Vi cercavo spesso la sera, al vostro ritorno dal lavoro.
Il vederci era, per me e per voi, una festa,
una grande gioia del cuore, ogni volta."

Così si apre la sezione della mostra dedicata al primo dei tre capisaldi delle Opere di don Didimo Mantiero. Secondo l’umile prete tutto parte dalla preghiera perché questa è condizione indispensabile nell’agire, ogni azione non ha senso di essere compiuta senza la richiesta a Gesù Cristo. Pensiero condiviso con il suo padre spirituale San Giovanni Calabria, il quale la definiva come “un fiume di acqua sotterranea senza la quale non potrebbe fiorire nulla”.
Il pregare di Don Didimo, prendendo spunto da Abramo, il quale tratta con Dio la salvezza di Sodoma e Gomorra, è un dialogo, un rapporto confidenziale con una persona viva e presente alla quale chiedere e proporre gli affari che doveva compiere. E’ in questi dialoghi che il prete originario di Novoledo trova le risposte a molte sue riflessioni, una su tutte quella dopo la Lettura del passo sopra citato dell’Antico Testamento:
 
"Dio perdona alle colpe di molti, per la preghiera di pochi giusti.
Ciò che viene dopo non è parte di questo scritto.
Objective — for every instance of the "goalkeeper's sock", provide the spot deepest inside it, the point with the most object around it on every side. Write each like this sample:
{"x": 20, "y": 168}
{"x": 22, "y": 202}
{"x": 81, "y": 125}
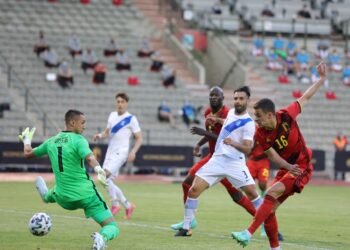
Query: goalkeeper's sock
{"x": 262, "y": 213}
{"x": 110, "y": 231}
{"x": 271, "y": 229}
{"x": 185, "y": 188}
{"x": 190, "y": 209}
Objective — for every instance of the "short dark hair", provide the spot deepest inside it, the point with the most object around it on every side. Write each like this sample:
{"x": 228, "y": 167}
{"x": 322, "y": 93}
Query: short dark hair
{"x": 245, "y": 89}
{"x": 122, "y": 95}
{"x": 265, "y": 105}
{"x": 72, "y": 114}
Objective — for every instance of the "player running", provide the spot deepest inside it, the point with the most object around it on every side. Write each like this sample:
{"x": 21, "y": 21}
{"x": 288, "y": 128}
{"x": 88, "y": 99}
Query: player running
{"x": 228, "y": 161}
{"x": 120, "y": 126}
{"x": 74, "y": 189}
{"x": 215, "y": 116}
{"x": 282, "y": 141}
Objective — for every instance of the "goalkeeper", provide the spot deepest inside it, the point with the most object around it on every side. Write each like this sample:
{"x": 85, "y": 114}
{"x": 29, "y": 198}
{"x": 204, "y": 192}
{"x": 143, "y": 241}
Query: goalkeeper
{"x": 74, "y": 189}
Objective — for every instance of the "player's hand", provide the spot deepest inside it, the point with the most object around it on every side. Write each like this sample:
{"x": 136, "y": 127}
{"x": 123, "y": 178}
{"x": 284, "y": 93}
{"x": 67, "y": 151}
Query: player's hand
{"x": 228, "y": 141}
{"x": 101, "y": 175}
{"x": 196, "y": 151}
{"x": 295, "y": 170}
{"x": 97, "y": 137}
{"x": 197, "y": 131}
{"x": 27, "y": 135}
{"x": 131, "y": 156}
{"x": 322, "y": 70}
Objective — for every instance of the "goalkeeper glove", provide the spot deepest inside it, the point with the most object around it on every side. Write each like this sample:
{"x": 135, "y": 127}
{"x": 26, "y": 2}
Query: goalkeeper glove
{"x": 101, "y": 175}
{"x": 27, "y": 135}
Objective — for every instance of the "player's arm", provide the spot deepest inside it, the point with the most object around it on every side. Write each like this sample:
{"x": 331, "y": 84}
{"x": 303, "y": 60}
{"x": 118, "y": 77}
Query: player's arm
{"x": 200, "y": 143}
{"x": 245, "y": 147}
{"x": 321, "y": 68}
{"x": 276, "y": 158}
{"x": 102, "y": 135}
{"x": 203, "y": 132}
{"x": 28, "y": 151}
{"x": 136, "y": 147}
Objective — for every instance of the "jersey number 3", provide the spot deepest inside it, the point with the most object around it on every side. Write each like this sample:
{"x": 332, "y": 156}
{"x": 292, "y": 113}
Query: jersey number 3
{"x": 60, "y": 164}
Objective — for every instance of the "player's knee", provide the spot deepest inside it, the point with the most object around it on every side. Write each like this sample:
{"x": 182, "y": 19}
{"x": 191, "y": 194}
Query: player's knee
{"x": 194, "y": 192}
{"x": 235, "y": 194}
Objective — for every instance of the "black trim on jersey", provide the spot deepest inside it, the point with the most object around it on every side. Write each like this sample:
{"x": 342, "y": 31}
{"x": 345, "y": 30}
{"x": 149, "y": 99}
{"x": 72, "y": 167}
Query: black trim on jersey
{"x": 98, "y": 195}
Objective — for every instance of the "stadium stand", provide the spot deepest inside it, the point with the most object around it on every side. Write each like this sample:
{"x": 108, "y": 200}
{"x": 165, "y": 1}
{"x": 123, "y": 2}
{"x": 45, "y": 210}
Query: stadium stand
{"x": 94, "y": 24}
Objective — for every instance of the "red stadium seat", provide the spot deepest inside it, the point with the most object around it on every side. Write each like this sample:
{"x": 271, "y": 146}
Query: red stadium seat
{"x": 133, "y": 80}
{"x": 283, "y": 79}
{"x": 330, "y": 95}
{"x": 297, "y": 93}
{"x": 117, "y": 2}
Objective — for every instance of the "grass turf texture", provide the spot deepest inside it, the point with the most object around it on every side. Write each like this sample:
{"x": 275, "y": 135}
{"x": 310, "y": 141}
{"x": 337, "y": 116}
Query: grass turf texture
{"x": 319, "y": 218}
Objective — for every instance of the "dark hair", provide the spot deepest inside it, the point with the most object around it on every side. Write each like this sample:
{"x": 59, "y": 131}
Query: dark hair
{"x": 72, "y": 114}
{"x": 245, "y": 89}
{"x": 265, "y": 105}
{"x": 122, "y": 95}
{"x": 218, "y": 89}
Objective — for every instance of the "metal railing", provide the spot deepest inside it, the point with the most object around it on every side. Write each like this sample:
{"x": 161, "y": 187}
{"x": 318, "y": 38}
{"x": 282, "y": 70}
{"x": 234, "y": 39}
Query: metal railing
{"x": 29, "y": 100}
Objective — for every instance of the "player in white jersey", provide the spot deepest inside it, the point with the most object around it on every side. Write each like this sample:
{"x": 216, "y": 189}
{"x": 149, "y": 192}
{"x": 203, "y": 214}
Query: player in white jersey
{"x": 120, "y": 127}
{"x": 228, "y": 161}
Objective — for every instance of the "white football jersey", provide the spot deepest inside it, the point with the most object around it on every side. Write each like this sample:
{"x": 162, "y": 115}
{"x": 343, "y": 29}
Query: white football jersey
{"x": 121, "y": 127}
{"x": 238, "y": 128}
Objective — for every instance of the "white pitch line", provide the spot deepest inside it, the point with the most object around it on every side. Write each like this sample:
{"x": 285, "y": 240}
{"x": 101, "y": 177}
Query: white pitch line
{"x": 160, "y": 228}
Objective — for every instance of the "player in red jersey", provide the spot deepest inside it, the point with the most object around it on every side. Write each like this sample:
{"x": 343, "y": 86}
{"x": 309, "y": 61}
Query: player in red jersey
{"x": 259, "y": 167}
{"x": 215, "y": 116}
{"x": 282, "y": 141}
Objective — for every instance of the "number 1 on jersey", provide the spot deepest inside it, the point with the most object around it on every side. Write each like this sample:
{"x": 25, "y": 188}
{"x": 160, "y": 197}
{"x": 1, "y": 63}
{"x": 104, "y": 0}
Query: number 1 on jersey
{"x": 60, "y": 164}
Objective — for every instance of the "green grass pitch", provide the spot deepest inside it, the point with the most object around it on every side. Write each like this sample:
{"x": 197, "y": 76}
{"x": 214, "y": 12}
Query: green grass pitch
{"x": 319, "y": 218}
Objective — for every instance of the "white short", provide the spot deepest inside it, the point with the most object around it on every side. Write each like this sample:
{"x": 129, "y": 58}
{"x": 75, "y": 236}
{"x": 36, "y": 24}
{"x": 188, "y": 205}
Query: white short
{"x": 114, "y": 163}
{"x": 221, "y": 166}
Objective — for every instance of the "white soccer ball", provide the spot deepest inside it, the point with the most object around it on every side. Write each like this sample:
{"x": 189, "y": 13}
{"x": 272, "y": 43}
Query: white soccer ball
{"x": 40, "y": 224}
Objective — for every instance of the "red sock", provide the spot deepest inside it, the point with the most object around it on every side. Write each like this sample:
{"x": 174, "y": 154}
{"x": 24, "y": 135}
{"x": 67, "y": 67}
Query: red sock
{"x": 185, "y": 188}
{"x": 271, "y": 229}
{"x": 247, "y": 205}
{"x": 262, "y": 213}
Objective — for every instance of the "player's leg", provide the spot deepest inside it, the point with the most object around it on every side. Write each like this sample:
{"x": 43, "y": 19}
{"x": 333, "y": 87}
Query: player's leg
{"x": 238, "y": 197}
{"x": 96, "y": 207}
{"x": 112, "y": 168}
{"x": 186, "y": 185}
{"x": 207, "y": 176}
{"x": 198, "y": 186}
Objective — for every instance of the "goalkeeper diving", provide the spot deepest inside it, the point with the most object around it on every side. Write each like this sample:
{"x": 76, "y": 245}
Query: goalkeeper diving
{"x": 74, "y": 189}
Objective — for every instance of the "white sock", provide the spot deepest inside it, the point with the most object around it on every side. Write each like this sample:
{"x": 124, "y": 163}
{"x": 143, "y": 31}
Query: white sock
{"x": 121, "y": 197}
{"x": 111, "y": 190}
{"x": 190, "y": 209}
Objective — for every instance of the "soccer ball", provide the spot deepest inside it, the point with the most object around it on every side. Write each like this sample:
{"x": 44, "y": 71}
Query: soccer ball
{"x": 40, "y": 224}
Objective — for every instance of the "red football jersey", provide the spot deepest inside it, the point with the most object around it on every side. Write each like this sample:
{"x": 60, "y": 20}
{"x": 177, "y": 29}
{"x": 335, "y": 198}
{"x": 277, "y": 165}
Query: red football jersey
{"x": 257, "y": 152}
{"x": 222, "y": 113}
{"x": 286, "y": 138}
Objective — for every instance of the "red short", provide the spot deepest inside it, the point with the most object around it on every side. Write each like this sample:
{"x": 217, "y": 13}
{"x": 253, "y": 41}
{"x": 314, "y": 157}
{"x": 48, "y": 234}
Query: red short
{"x": 259, "y": 169}
{"x": 293, "y": 184}
{"x": 201, "y": 163}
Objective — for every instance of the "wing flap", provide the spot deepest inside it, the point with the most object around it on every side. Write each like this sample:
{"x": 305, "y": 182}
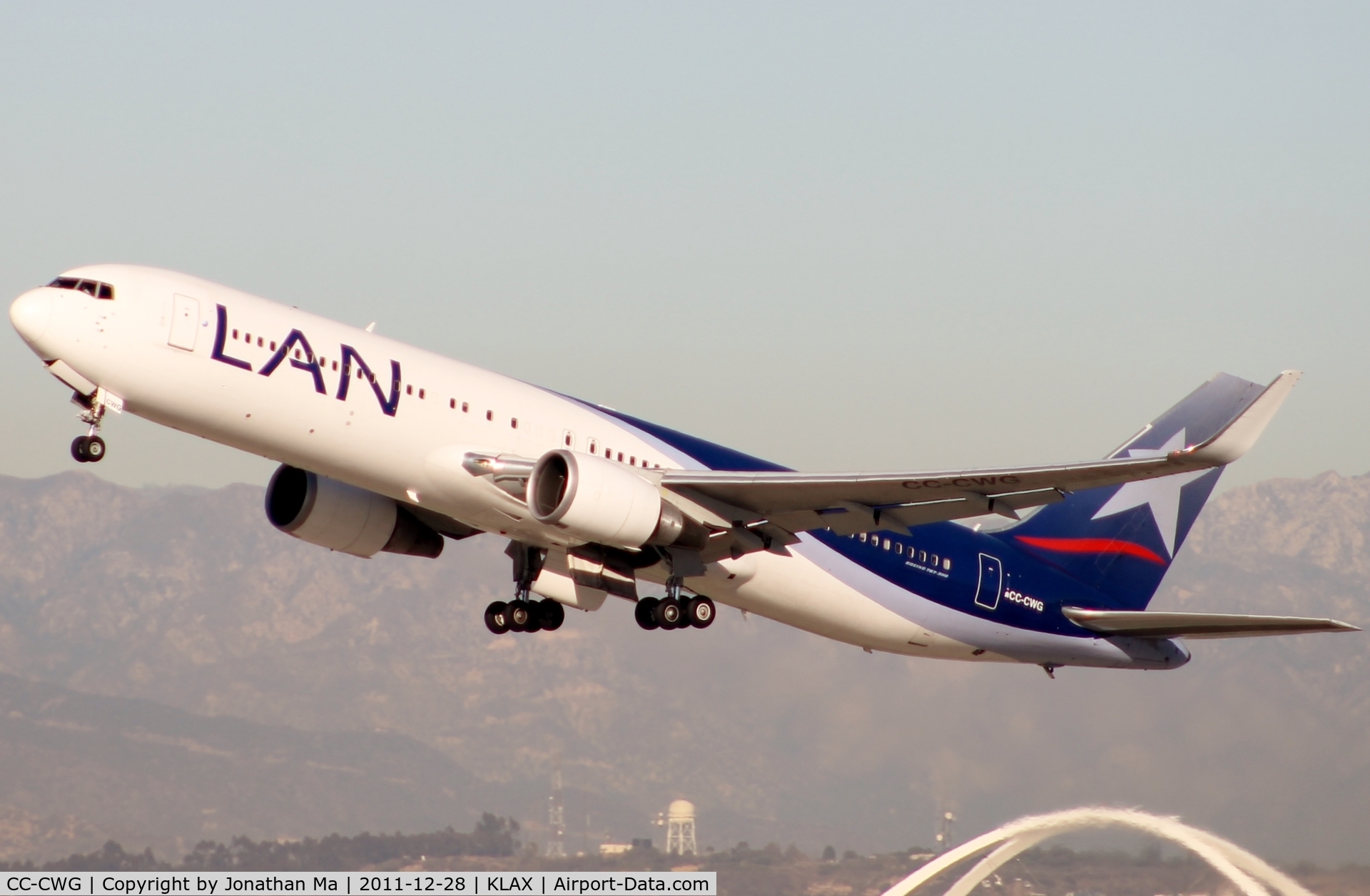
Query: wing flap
{"x": 1197, "y": 625}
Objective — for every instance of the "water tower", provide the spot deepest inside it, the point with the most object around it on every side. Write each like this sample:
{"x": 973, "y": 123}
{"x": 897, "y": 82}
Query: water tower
{"x": 680, "y": 829}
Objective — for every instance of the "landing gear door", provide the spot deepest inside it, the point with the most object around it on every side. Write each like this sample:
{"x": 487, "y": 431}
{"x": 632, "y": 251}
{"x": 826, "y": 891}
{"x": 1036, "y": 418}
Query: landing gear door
{"x": 186, "y": 322}
{"x": 991, "y": 581}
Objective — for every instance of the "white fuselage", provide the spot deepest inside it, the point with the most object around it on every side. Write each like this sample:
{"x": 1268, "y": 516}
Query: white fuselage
{"x": 445, "y": 410}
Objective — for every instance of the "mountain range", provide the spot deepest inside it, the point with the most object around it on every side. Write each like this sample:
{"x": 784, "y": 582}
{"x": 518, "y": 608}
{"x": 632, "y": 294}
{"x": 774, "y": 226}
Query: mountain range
{"x": 178, "y": 669}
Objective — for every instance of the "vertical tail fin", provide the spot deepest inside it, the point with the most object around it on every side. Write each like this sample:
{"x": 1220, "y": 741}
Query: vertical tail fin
{"x": 1121, "y": 540}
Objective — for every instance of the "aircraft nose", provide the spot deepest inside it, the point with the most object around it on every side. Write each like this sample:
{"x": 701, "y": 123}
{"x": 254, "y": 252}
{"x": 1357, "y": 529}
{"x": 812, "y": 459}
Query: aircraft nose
{"x": 31, "y": 314}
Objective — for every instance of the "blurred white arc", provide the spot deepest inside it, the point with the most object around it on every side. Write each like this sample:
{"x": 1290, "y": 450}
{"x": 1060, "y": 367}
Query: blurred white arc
{"x": 1249, "y": 873}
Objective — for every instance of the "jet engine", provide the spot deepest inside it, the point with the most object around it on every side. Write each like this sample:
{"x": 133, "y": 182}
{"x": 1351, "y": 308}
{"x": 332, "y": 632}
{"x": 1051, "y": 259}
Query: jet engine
{"x": 606, "y": 503}
{"x": 342, "y": 516}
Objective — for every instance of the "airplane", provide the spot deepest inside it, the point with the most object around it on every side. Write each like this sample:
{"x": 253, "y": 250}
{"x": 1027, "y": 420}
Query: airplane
{"x": 385, "y": 447}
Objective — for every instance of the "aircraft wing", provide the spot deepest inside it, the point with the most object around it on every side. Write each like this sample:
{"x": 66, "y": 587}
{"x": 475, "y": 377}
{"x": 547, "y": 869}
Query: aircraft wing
{"x": 774, "y": 503}
{"x": 1195, "y": 625}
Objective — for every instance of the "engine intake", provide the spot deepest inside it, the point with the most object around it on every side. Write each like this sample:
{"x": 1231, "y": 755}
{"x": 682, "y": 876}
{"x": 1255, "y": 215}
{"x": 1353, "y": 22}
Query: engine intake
{"x": 606, "y": 503}
{"x": 342, "y": 516}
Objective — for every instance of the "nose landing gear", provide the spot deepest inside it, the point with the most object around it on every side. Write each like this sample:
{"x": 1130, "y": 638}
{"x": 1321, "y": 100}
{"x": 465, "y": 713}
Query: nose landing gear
{"x": 89, "y": 448}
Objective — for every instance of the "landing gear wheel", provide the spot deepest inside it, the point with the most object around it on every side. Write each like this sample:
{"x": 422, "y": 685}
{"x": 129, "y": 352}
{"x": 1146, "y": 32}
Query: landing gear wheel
{"x": 699, "y": 611}
{"x": 669, "y": 613}
{"x": 646, "y": 613}
{"x": 522, "y": 617}
{"x": 497, "y": 618}
{"x": 551, "y": 613}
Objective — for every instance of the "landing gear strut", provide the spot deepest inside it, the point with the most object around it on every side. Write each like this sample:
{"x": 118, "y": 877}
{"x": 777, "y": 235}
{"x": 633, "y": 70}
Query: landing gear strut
{"x": 525, "y": 614}
{"x": 674, "y": 610}
{"x": 89, "y": 448}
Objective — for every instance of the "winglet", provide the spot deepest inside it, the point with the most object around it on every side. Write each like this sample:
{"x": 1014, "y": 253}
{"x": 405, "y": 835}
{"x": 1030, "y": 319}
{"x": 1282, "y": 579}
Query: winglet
{"x": 1242, "y": 433}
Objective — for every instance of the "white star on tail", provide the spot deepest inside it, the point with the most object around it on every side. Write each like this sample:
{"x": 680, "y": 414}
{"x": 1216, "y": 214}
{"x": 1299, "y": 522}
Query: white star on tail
{"x": 1161, "y": 495}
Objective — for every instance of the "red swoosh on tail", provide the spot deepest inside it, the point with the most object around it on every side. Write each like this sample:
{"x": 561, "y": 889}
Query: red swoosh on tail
{"x": 1094, "y": 546}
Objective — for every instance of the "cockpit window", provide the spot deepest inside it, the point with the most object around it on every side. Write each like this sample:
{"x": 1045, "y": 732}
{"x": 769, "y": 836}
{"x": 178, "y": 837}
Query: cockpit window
{"x": 91, "y": 287}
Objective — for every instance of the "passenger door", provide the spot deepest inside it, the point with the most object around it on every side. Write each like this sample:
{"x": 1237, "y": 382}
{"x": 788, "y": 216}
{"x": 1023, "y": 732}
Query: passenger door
{"x": 991, "y": 581}
{"x": 186, "y": 322}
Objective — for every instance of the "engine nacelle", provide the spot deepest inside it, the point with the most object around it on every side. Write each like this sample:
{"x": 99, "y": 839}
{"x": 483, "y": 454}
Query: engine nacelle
{"x": 342, "y": 516}
{"x": 606, "y": 503}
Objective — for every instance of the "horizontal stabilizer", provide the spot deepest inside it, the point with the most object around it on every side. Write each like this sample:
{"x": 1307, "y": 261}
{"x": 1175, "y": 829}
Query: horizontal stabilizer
{"x": 1195, "y": 625}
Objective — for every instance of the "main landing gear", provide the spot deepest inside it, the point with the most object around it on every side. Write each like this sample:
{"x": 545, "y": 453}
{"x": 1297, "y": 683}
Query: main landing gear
{"x": 522, "y": 614}
{"x": 89, "y": 448}
{"x": 525, "y": 614}
{"x": 674, "y": 610}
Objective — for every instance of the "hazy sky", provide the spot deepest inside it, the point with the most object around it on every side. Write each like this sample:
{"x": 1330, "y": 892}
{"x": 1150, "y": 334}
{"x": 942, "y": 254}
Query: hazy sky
{"x": 836, "y": 236}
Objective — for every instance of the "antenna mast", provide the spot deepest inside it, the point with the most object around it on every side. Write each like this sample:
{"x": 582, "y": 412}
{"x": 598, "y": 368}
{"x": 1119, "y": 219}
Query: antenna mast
{"x": 557, "y": 815}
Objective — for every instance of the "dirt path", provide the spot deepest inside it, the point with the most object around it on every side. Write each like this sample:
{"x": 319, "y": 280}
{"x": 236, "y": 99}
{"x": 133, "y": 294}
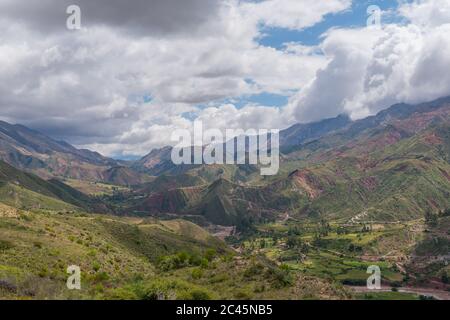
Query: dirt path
{"x": 437, "y": 294}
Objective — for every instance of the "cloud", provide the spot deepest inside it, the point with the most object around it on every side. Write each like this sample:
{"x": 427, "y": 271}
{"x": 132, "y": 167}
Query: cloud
{"x": 293, "y": 14}
{"x": 124, "y": 82}
{"x": 371, "y": 69}
{"x": 92, "y": 87}
{"x": 144, "y": 17}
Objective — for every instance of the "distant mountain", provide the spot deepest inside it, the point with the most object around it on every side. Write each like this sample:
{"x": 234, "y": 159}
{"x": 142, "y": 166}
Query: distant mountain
{"x": 158, "y": 161}
{"x": 301, "y": 133}
{"x": 391, "y": 166}
{"x": 35, "y": 152}
{"x": 27, "y": 191}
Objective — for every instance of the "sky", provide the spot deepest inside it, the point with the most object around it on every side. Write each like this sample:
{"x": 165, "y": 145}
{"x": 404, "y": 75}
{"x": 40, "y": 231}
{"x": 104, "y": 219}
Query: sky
{"x": 139, "y": 69}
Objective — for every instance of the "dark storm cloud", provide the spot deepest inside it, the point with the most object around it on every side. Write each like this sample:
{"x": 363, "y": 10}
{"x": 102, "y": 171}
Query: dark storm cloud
{"x": 144, "y": 17}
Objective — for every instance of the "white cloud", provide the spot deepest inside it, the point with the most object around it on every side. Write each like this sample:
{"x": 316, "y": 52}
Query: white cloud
{"x": 371, "y": 69}
{"x": 89, "y": 86}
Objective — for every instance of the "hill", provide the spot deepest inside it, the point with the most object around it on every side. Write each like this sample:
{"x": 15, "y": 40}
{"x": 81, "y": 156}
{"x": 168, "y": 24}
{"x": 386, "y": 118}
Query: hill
{"x": 35, "y": 152}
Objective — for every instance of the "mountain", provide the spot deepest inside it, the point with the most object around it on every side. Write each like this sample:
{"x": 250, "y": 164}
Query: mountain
{"x": 35, "y": 152}
{"x": 391, "y": 166}
{"x": 28, "y": 191}
{"x": 301, "y": 133}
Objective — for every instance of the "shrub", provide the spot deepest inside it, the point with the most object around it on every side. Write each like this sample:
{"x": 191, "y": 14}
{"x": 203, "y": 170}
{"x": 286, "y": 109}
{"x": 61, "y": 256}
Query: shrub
{"x": 197, "y": 273}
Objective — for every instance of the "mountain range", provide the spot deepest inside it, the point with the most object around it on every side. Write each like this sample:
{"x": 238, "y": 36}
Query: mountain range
{"x": 349, "y": 194}
{"x": 390, "y": 166}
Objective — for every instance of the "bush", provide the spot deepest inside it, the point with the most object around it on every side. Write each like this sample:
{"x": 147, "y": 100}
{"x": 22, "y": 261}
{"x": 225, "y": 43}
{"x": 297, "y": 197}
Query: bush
{"x": 199, "y": 294}
{"x": 197, "y": 273}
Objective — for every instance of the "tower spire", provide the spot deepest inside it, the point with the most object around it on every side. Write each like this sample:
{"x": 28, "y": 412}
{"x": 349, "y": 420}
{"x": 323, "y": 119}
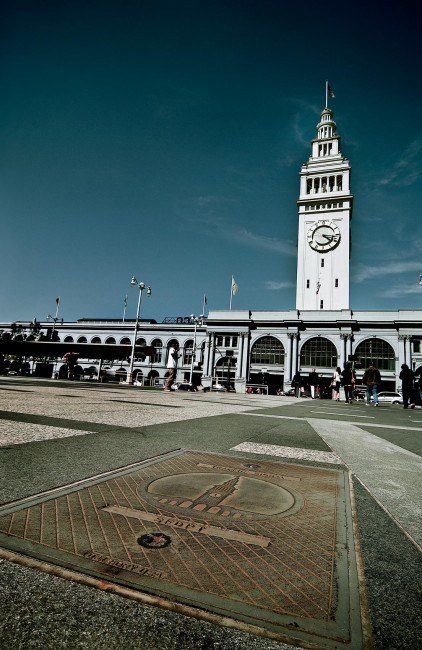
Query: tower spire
{"x": 328, "y": 91}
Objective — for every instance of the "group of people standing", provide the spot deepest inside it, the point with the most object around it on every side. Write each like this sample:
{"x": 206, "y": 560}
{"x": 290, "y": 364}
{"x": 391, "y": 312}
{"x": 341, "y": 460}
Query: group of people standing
{"x": 411, "y": 388}
{"x": 316, "y": 385}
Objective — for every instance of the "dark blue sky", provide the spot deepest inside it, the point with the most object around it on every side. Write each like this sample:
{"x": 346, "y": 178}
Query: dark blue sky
{"x": 164, "y": 140}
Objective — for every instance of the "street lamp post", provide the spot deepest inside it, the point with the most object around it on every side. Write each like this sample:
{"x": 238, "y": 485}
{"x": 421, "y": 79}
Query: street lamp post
{"x": 141, "y": 287}
{"x": 197, "y": 321}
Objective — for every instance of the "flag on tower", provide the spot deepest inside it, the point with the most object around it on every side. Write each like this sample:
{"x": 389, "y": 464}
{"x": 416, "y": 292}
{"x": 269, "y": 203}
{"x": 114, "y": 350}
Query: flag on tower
{"x": 234, "y": 289}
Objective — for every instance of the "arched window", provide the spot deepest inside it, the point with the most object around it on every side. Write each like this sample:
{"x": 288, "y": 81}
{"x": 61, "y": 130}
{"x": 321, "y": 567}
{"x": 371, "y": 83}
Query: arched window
{"x": 158, "y": 351}
{"x": 379, "y": 352}
{"x": 188, "y": 353}
{"x": 318, "y": 353}
{"x": 267, "y": 351}
{"x": 170, "y": 344}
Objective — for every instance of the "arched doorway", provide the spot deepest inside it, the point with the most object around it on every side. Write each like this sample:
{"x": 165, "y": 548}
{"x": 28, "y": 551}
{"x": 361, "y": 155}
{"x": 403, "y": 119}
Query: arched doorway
{"x": 267, "y": 363}
{"x": 319, "y": 353}
{"x": 121, "y": 375}
{"x": 380, "y": 352}
{"x": 152, "y": 377}
{"x": 382, "y": 355}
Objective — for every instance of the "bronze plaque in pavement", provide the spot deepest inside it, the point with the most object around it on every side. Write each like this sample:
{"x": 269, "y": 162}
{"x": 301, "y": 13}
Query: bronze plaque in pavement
{"x": 270, "y": 545}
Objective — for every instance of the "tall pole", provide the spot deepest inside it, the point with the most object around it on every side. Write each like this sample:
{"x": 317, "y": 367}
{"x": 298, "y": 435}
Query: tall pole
{"x": 56, "y": 317}
{"x": 197, "y": 321}
{"x": 193, "y": 352}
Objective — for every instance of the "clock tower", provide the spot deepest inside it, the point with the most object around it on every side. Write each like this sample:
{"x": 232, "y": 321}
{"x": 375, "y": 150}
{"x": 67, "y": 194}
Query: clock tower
{"x": 325, "y": 211}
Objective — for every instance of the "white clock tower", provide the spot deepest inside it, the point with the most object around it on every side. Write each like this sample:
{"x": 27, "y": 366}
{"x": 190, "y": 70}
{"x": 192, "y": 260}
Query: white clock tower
{"x": 325, "y": 211}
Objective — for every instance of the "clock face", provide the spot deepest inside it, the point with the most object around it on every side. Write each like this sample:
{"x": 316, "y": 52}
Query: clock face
{"x": 323, "y": 236}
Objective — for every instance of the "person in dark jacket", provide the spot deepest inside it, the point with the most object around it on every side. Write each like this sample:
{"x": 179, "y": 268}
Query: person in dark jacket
{"x": 407, "y": 378}
{"x": 372, "y": 379}
{"x": 297, "y": 384}
{"x": 346, "y": 380}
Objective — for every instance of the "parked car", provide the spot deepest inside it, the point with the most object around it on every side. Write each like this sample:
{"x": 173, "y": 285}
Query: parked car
{"x": 389, "y": 397}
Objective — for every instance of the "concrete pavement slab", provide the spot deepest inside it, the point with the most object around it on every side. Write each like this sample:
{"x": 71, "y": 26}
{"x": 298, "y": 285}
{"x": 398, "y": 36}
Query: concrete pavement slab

Ma sono possibili ai nostri tempi i 'dieci giusti'?" 

Da qui parte l’esperienza de La Dieci. Essere dei Dieci voleva dire, e vuol dire tuttora, essere degli strumenti liberi nelle mani di Dio, al punto di offrire il dono più grande: la vita. Nella mostra, ma soprattutto nella quotidianità delle Opere nate dal carisma di don Didimo Mantiero, ampio spazio è dedicato ai primi martiri de La Dieci: Stelvio Vitella, Guido Revoloni, don Mario Ghibaudo e Giovanni Torresan.
Sofferenze che hanno segnato la vita parrocchiale del prete vicentino ma che ne hanno al contempo accresciuto la convinzione che “divento un Uno quanto più e meglio so penetrare Dio”, cioè quanto lascio che Dio agisca in me.